Shrill bites off a bit more than it can chew in season three by briefly attempting to comment on white nationalist separatist groups and Black Lives Matter: "It’s a marked tonal shift for the series as a whole, which ultimately fails when the white characters who platform white supremacy are woobified by the writing," says Samantha Puc. "Black characters are given minimal space to react onscreen, and white characters’ feelings are centered throughout the storyline, which further adds to the problematic nature. After Adefope’s Fran was given so much space to grow in season two, this is a particularly jarring and frustrating slide backwards to season one, when Fran and Amadi were relegated mostly to the background while Annie cavorted around Portland making messes she couldn’t clean up."
Aidy Bryant admits she kept some of her Shrill wardrobe: "Yeah, I've got kind of a lot of stuff.

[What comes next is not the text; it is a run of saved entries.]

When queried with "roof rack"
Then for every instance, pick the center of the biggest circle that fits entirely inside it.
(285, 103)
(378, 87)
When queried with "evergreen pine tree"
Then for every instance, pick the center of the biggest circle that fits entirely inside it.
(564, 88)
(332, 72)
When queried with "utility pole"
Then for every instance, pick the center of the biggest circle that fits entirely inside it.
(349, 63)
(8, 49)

I'm a collector," she says, adding: "But I love the clothes on the show. Certainly like, plus size clothing is so much better than it was, but it's still not that breadth of choice that 'normal' people get to have."
Bryant is glad for her Shrill experience, but is ready to move on: "I feel really proud of what we've made and I do feel like it's sort of a complete piece that feels like it belongs in a really good place," she says. "And because I've been getting SNL and Shrill at the same time for, I mean, if you count development, about four years, I am kind of excited to see what's next. And I'm writing other things that are kind of in the works since I feel really excited about... I feel like I told this story, and so now I can kind of leave it and go to new areas, if that makes sense. It's almost like I needed to do this first."